Some buyers are even doing an inspection before making an offer, particularly in areas such as Florida and California where foreclosures and short sales are numerous. While most inspections are done after the initial offer, with the sale contingent upon mutual agreement of remedies, a preoffer inspection allows house shoppers to walk away and find a better buy.
You may wish to call in specialized inspectors to look for expensive problems such as termites, mold and structural damage, particularly if it's a common problem in your area. "Mold gets more expensive to remediate the longer you wait, and it can severely impact your health and the property's resalability," Steinhorn says.
If you note sloping floors or cracks in walls around doors, windows and basement walls, bring in a structural engineer for a full report and repair recommendations.
Then do something not on the inspector's list: Knock on neighbors' doors. They may know something you don't.
"The seller is not there to disclose the crime from last year or the loud music down the block," says Brendon DeSimone, a San Francisco-based real estate agent.
3. Ignoring legal and insurance information
A typical disclosure statement would indicate if a house was in a flood plain or had any unpermitted renovation, Steinhorn says. Because bank-owned properties often sell as is without disclosure, buyers need to do a little extra research on the home's status.
If the property is in a flood zone, you may pay thousands yearly in additional insurance costs, and you may find it difficult to resell the property. You can read more about flood prevention and insurance at FloodSmart.gov.
Ensure that all renovations have been permitted and approved. "If not, and there is a problem, the city can cite you," DeSimone says.
Check with the local planning department and make sure there aren't any neighbors with plans to build an enormous house or to demolish an existing one, DeSimone suggests. "Any nearby plans or work would normally be known and disclosed by the seller, but not in the case of a foreclosure," he says.
4. Leaving too little time
Short sale and foreclosure homebuyers need to be aware that the sale won't necessarily close as quickly as it would for a traditional home. The short seller's lender must grant approval of either foreclosure terms or a short sale price which is less than the short seller owes. Even so, troubled banks may be overwhelmed with foreclosures and slow to respond.
"Banks are taking huge losses so they are going to do their best to get their money back, get the most amount of money or go after the seller to try to recoup something," DeSimone says. "They aren't just going to let the house go."
Sometimes legal troubles can also influence closing. For more than six months, Steinhorn has waited on one bank-owned property while the bank repeatedly pushes back the close date due to unresolved liens.
Steinhorn isn't moving into his investment property. But costs increase if you must extend your lease, find a storage facility or rent an apartment at the last minute.
5. Falling hard for a bad home
Don't assume you're getting a great deal in today's real estate marketplace, Randel says. "Think of yourself as an investor," he says. Consider the house's condition, inspection, price and value dispassionately.
He suggests that you ask yourself these common sense questions:
- If you were to buy this property, could you afford to rent it out for as much as, or less than, your mortgage payment?
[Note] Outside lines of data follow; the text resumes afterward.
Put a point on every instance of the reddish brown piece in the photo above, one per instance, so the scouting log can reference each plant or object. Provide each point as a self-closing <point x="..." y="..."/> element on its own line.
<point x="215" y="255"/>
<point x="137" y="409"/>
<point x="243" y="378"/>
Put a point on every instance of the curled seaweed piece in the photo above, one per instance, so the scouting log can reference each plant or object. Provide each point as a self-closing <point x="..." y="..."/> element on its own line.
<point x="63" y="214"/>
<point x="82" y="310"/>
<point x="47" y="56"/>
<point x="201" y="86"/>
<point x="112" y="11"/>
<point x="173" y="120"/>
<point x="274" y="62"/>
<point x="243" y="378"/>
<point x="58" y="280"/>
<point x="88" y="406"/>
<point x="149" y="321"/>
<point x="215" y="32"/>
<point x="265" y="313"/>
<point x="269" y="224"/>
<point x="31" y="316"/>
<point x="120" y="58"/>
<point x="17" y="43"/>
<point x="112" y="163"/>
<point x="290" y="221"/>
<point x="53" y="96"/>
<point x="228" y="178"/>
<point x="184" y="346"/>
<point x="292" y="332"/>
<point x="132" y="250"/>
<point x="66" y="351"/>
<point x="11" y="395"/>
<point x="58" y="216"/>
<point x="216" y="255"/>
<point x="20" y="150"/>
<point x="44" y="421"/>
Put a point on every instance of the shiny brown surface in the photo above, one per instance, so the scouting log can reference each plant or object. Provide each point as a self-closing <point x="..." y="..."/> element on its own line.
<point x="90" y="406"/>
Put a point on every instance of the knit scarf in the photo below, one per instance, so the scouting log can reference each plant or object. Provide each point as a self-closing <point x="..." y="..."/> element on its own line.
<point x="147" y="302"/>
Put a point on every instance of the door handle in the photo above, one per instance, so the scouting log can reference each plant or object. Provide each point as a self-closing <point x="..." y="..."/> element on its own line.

- What if the home's value drops another 20 percent, will you still feel satisfied with your purchase?
- How much money will you have to pour into the property to make it habitable? If the problems are too costly, you might pass on this home purchase.
Kuhn says that sometimes HouseMaster inspectors provide bad news, but homebuyers just won't listen. She says buyers declare, "This is our house and we love this house," despite a broken sewer line, rats in the basement or a collapsed (and rotting) roof.
On the other hand, Kuhn says more buyers are taking off the rose-colored glasses and inspecting the house and neighborhood more thoroughly. A cooler, less-competitive market nixes bidding wars, home-inspection waivers and overextended budgets.
In short, this may be the right time for you to buy a home, especially if you know what you're getting into.